Whether you are part of your company’s leadership team tasked with designing a tailored development framework for your engineering teams or an engineering researching what careers ladders or growth paths look like for different companies, we’ve put together a few examples to get you going.
Square’s engineers’ growth framework is an excellent example of how to create structure and clarity so that all employees have some idea around the opportunities available to them in terms of advancing their careers and the kind of skills, experience, and abilities required for each position. This becomes even more necessary within a complex organization like Square, with a wide range of software engineering disciplines including backend, frontend, security, embedded, mobile, etc.
At Square, they’ve created a Software Engineering Career Ladder that places every employee on a hierarchical level that defines elements like role scope, complexity, and impact – all of these linked to compensation models. Engineers have the choice of picking their preferred track: a purely engineering one or a managerial career track. The tracks do allow for flexibility, and engineers can choose to switch from one to the other if desired. The framework allows for leadership abilities to be developed and recognized at an individual contributor level also.
Each level comes with clear expectations in terms of scope, impact, and behaviors, while promotions are given only after an employee consistently ticks all the boxes necessary for the next level – in other words, people don’t get promoted for showing potential but for proving over and over again that they are already performing at the next level. Every promotion is thoroughly weighed by a leadership panel.
“Promotions can be an extremely powerful for defining the overall culture that exists as people try to mimic those lucky individuals that are promoted.(Michael White, former Engineering Manager at Square)
Square openly share their framework – use it to get inspiration for creating your own or use it as is ( https://developer.squareup.com/blog)

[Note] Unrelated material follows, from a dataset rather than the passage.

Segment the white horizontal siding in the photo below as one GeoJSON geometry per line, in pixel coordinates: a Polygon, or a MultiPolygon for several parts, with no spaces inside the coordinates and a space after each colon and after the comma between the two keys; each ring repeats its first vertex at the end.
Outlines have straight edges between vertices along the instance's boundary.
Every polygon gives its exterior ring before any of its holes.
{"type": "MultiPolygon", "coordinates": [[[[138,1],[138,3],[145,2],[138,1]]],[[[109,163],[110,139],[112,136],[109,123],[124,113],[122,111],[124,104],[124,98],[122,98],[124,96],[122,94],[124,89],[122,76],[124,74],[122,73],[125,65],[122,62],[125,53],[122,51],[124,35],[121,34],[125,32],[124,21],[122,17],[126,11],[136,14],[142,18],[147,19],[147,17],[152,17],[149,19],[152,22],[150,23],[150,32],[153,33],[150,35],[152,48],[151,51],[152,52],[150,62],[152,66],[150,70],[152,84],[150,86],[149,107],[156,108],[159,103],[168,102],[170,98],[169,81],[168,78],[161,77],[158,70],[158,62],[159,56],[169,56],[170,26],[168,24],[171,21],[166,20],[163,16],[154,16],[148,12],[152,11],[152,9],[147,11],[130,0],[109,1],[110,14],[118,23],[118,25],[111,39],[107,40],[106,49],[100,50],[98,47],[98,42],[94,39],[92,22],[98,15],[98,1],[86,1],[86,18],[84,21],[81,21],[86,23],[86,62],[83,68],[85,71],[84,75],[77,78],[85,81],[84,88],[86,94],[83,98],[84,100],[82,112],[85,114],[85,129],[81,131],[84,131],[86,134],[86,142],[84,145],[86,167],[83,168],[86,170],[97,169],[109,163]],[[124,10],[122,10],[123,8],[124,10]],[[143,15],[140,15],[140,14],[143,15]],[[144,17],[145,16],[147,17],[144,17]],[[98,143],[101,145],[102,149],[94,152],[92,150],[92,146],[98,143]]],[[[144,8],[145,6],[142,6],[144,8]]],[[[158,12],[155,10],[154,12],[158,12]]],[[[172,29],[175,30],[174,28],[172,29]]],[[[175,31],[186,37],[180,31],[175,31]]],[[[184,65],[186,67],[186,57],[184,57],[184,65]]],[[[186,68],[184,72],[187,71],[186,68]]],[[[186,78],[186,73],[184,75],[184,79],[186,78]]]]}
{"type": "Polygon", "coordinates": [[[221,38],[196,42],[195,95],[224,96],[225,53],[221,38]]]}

Before the organization drafted their framework, engineers didn’t have a very clear idea about the internal hierarchy, existing levels, and how to go about going from one level to the next, or what promotion decisions were based on. Obviously, even without a formal framework, people did move within the organization, with decisions being made by my leadership. These decisions weren’t made using a set of clear principles but leaders’ own maturity, responsibility, and integrity. It was an “order” based on trust, and even though it seems to be working, it was clear that it wasn’t sustainable.
They did manage to move to a more structured approach, and they now clear guidelines around what is valuable and appreciated, how the progression from one level to the next happens, how skills and contributions are measured and rewarded.

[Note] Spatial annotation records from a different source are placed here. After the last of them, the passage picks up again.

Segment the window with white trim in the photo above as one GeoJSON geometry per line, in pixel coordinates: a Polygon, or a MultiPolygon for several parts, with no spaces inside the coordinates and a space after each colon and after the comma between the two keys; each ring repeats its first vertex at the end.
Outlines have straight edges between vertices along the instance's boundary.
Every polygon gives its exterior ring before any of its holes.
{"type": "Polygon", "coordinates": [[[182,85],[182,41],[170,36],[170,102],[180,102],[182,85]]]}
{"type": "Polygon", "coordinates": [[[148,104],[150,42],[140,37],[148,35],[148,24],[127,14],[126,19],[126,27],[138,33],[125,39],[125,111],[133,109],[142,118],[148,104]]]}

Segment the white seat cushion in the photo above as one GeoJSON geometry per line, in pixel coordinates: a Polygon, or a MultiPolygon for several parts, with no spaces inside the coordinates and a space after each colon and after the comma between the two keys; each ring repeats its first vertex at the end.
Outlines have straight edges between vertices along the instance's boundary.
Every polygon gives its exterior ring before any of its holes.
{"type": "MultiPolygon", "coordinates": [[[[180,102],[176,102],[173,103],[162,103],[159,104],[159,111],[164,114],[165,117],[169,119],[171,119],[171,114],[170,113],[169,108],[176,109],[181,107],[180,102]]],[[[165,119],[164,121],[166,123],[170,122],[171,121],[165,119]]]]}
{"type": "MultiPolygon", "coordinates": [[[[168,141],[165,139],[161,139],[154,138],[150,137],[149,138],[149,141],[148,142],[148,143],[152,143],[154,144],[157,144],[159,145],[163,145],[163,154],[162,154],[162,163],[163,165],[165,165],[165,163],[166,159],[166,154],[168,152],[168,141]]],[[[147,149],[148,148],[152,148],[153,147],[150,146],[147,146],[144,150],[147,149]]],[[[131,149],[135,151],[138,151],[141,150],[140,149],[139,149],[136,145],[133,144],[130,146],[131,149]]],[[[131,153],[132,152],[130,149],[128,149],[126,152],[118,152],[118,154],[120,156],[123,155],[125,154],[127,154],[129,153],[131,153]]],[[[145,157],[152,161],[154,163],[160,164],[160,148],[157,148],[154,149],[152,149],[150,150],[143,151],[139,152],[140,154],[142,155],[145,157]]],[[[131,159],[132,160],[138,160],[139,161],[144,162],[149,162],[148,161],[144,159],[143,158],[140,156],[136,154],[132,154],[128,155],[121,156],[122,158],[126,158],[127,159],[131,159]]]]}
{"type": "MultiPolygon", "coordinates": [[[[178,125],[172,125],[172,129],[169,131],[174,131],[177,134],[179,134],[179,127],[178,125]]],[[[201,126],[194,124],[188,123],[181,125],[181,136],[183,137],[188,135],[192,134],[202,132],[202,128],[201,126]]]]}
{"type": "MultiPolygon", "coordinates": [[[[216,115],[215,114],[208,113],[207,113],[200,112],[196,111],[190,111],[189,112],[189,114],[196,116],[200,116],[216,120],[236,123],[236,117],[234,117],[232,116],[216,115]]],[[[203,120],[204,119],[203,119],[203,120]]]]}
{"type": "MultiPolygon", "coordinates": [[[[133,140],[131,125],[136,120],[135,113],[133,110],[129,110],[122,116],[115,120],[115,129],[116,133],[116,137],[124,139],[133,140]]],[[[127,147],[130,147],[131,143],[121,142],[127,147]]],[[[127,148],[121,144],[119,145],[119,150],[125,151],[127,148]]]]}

Medium has made their system public and available for use under the Creative Commons Attribution-ShareAlike license. You can also have a look at their hiring documentation.

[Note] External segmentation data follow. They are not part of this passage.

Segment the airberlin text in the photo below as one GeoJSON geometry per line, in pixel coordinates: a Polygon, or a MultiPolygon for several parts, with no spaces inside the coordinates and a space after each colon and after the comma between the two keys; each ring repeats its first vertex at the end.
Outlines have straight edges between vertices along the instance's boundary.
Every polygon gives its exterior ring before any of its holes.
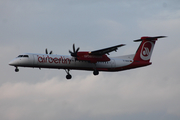
{"type": "Polygon", "coordinates": [[[57,57],[49,57],[47,56],[39,56],[38,57],[38,62],[39,63],[55,63],[55,64],[70,64],[71,60],[69,58],[65,58],[64,56],[59,56],[59,58],[57,57]]]}

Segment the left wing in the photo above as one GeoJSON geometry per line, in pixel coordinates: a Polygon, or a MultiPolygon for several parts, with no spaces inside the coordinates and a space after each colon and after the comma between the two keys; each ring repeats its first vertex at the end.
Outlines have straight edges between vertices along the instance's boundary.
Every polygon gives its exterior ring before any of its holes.
{"type": "Polygon", "coordinates": [[[100,50],[95,50],[95,51],[91,51],[89,54],[90,55],[97,55],[97,56],[102,56],[105,54],[109,54],[112,51],[116,51],[118,49],[118,47],[122,47],[125,44],[120,44],[120,45],[116,45],[113,47],[108,47],[108,48],[104,48],[104,49],[100,49],[100,50]]]}

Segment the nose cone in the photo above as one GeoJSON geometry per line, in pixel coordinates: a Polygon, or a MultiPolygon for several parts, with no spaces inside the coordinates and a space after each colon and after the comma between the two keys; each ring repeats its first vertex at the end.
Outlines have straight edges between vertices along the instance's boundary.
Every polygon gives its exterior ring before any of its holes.
{"type": "Polygon", "coordinates": [[[9,62],[9,65],[16,66],[16,65],[18,65],[18,61],[16,59],[14,59],[14,60],[9,62]]]}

Spotify’s career path was created in 2014. While there are many examples of engineering career paths openly shared by companies that one can use, Spotify’s former VP of Engineering recommends using them for inspiration but crafting a path that is tailored to your company’s values and culture. Another thing he recommends is not to be in a hurry to create one but, instead, to let the initial enthusiasm cool down a bit and give people and structures a chance to solidify before starting to draft – what might make sense in the startup phase might not be appropriate down the line. For Spotify, eight years had passed before starting to work on their career growth framework. Spotify Career Steps. (Kevin Goldsmith, Spotify’s former Vice President of Engineering)
Spotify’s culture is unique, and, as Goldsmith points out throughout his account on how the career steps have been created, everything needs to be taken with more than a grain of salt. Based on the principle of equality and serious about encouraging employees to challenge leaders if they feel they are right, Spotify’s culture tends to put a higher emphasis on teams than on individuals. It is all sounds intriguing; have a look at some of the lessons learned while implementing the career steps.
Building on the idea of beginning to work on a growth framework once you have a company, not just a product, Buffer designed theirs in early 2017 when they significantly grew their engineering team. Similarly to Spotify, Buffer had an internal culture that resisted the idea of ranks and favored a flat height, so they avoided defining their framework using words like “level” or “ladder.”
Find out more about Buffer’s engineering growth framework here.
At Waydev, we are still a startup, and our main focus right now is to give engineering managers the best tool possible to make their job easier. However, we know that once we grow and scale, we’ll eventually reach a point where we’ll need to revisit all the examples above. In the meantime, we hope you will use them as inspiration to help you craft or refine your company’s growth path.